= Peter Burnet (weaver) =

Peter Burnet (or Black Peter) (1764 – 2 August 1847) was a freeborn African American man who emigrated to Paisley, where he lived for over sixty years and worked as a weaver. He is thought to be the first African American to live in Paisley and was a close friend of the poet Robert Tannahill.

== Early life and emigration ==
Burnet was born free in 1764 on the estate of Thomas Todd in Virginia. His grandfather worked in a prestigious job for an African prince before he was brought to the United States due to Atlantic slave trade.

His mother died when he was very young, but because she was not a slave, Burnet was considered a free man. He still however, had limited rights due to his race.

At twelve years old Burnet left home and worked as a cabin boy on the British vessel the Fencastle in Chesapeake Bay. When the vessel docked in New York City, he worked for various wealthy individuals, including William Torrance, a merchant whom he agreed to accompany back to his hometown of Glasgow.

== Life in Scotland ==
Burnet moved to Kilmarnock and intended to learn to be a millwright from George Tannahill, he instead decided to become a weaver as it would be more profitable. He was then introduced to George's cousin a Paisley weaver named James Tannahill in 1780. James Tannahill was Robert Tannahill's father, and this began a lifelong friendship between Peter and Robert. Burnett learned weaving from John Boag.

As the weaving industry was lucrative, Burnet was known to dress in expensive fashionable clothes and enjoy dancing and socialising. He briefly lived in Edinburgh for two years as a livery servant during an economic downturn, before returning to Paisley.

Burnett lived in Scotland for more than 60 years. John Campbell, a poet from Paisley wrote a poem about Peter Burnett

"To tell all Peter’s rigs and loves would take a whole night’s chatter, For after this he married twice, ’twas all for love, no matter; And now, alas! for Peter, he’s grown old and poor also, But he’s still a fine old fellow, as ever you saw go."

== Friendship with Robert Tannahill ==
Burnet was a close friend of Robert Tannahill and worked with each other as weavers. He was said to entertain Robert and his brothers with stories of his time in America. It is speculated that Tannahill's friendship with Burnet may have influenced Tannahill's involvement with the abolitionist movement. Primarily his poem "Lines, Written on reading Campbell's ‘Pleasures of Hope’" and his song "The Negro Girl".
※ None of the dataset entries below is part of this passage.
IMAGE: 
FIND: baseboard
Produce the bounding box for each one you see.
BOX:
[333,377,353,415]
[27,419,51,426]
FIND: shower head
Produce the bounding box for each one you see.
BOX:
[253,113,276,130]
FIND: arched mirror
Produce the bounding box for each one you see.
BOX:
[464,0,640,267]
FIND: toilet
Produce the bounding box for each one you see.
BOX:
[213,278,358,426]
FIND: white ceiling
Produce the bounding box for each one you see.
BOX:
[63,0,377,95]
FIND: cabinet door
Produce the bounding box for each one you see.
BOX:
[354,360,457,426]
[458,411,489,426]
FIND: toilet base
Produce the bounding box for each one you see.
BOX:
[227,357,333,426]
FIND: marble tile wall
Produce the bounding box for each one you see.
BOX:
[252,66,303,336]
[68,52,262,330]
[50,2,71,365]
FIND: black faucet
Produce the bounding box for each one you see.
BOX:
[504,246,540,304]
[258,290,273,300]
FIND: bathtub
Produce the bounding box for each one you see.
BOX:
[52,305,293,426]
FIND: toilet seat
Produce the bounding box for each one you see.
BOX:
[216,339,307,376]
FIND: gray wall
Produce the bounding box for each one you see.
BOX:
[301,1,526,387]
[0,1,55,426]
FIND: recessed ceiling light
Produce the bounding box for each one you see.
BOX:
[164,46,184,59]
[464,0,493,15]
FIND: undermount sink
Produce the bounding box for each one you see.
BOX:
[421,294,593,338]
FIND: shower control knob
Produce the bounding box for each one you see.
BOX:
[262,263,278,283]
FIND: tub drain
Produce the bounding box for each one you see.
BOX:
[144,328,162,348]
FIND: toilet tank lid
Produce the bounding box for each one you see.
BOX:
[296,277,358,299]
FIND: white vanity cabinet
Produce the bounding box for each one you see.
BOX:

When Robert Tannahill committed suicide in 1810, Peter Burnet dived into the culvert of the Maxwellton Burn to recover his body.

After Robert's death, the Tannahill family continued to support Burnet. When he was imprisoned after being accused of owing his landlord money, the family provided him with food and a bed. He was later released after taking a vow of poverty.

== Marriage and family ==
His first marriage was to Peggy Boag, the daughter of John Boag. Peggy and his first child both died during childbirth. He then married a woman from Glasgow who he fathered three children with, she then died of tuberculosis. His third wife died of an unspecified sickness. Burnet outlived two of his four children.

== Death ==
Burnet died on 1 August 1847, aged 83, and is buried in the Castlehead Church graveyard near the Tannahill family.

== Legacy ==
His biography was written by John Parkhill in 1841 and sold for three pence.

In 2023 a historical tour in Paisley took place which focused on the life of Peter Burnet for black history month.